Wednesday, May 5, 2021

185. American English


I spent the last 35 years teaching English and the last 58 studying it. It wasn’t until about 20 years ago that I really began appreciating my own version of the language: American English. There’s little doubt that I typically speak and write the standard variety of that version of English, but I’ve learned to be especially proud of it.

I think most people who speak any variety of English are at least vaguely, if not fully, aware that American English spellings are different than British English. We can thank Noah Webster, an early 19th century American English teacher, grammarian, and lexicographer. He viewed some letters as excess since only one vowel sound seemed necessary to the pronunciation (most of these words were those that wandered into English from French), such as the u’s in the British colour and flavour that become color and flavor in American English. He also saw words with the silent gh as superfluous and tried his best to get rid of them and make words such as fight into fite but the American public would not go that far. He was, however, successful in changing the re in words like center and theater into the current American spelling instead of the British centre and theatre (interestingly enough, theatre or theater will not be corrected by American spell checks because both seem to be acceptable).

While Noah Webster was instrumental in changing the written variety of English, it has been the American people as a whole who have modified the language for our own continent. We have assimilated many new languages into our own, yet we carry on with the pronunciations of those words in the languages from whence they originated. A filet of fish is pronounced in the French way so that it sounds like fill-ay, not fill-it. In American the word garage does not rhyme with the word carriage as it would in England, but it has a second soft g so that it is a guh-razh, not a “garriage.”

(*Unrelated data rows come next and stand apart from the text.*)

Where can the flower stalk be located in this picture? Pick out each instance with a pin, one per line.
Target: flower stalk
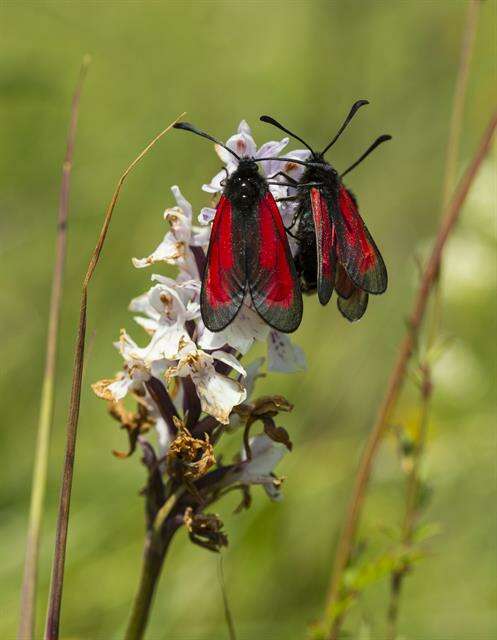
(191, 389)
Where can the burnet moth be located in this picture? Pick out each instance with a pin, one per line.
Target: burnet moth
(248, 252)
(335, 248)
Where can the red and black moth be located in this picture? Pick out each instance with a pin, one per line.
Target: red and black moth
(335, 248)
(248, 253)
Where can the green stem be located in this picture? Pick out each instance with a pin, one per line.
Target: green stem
(28, 593)
(153, 559)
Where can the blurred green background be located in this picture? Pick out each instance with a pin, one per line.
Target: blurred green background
(303, 62)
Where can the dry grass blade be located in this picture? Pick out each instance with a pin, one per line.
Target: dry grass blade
(55, 599)
(398, 374)
(28, 593)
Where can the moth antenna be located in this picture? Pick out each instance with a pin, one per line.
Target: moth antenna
(275, 123)
(302, 162)
(186, 126)
(355, 107)
(375, 144)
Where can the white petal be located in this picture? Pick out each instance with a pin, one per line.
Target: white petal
(206, 215)
(165, 342)
(200, 237)
(283, 355)
(244, 127)
(215, 185)
(242, 144)
(182, 202)
(169, 250)
(253, 373)
(146, 323)
(230, 360)
(270, 150)
(119, 389)
(218, 394)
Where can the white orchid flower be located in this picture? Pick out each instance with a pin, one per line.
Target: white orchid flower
(218, 393)
(266, 454)
(243, 144)
(175, 247)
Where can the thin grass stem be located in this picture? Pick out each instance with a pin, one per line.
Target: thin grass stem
(57, 578)
(27, 620)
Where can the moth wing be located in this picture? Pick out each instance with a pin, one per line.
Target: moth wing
(325, 243)
(271, 273)
(224, 278)
(357, 251)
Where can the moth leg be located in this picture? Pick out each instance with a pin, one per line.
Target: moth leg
(293, 223)
(281, 184)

In American English when we wash up, we wash our hands. In Britain when you wash up, you wash the dishes. In America we only mind a few things while watching others. In London, when stepping off the underground, you must Mind the Gap, the gap between the train and the platform. We mind our manners but our children are the ones who better mind us, not the other way around. Parents run the show in the states, but in the Isles, I was never quite certain of that. At any rate, after all these years I’m very appreciative of all the varieties of the English language, but I’m especially fond of the American dialect.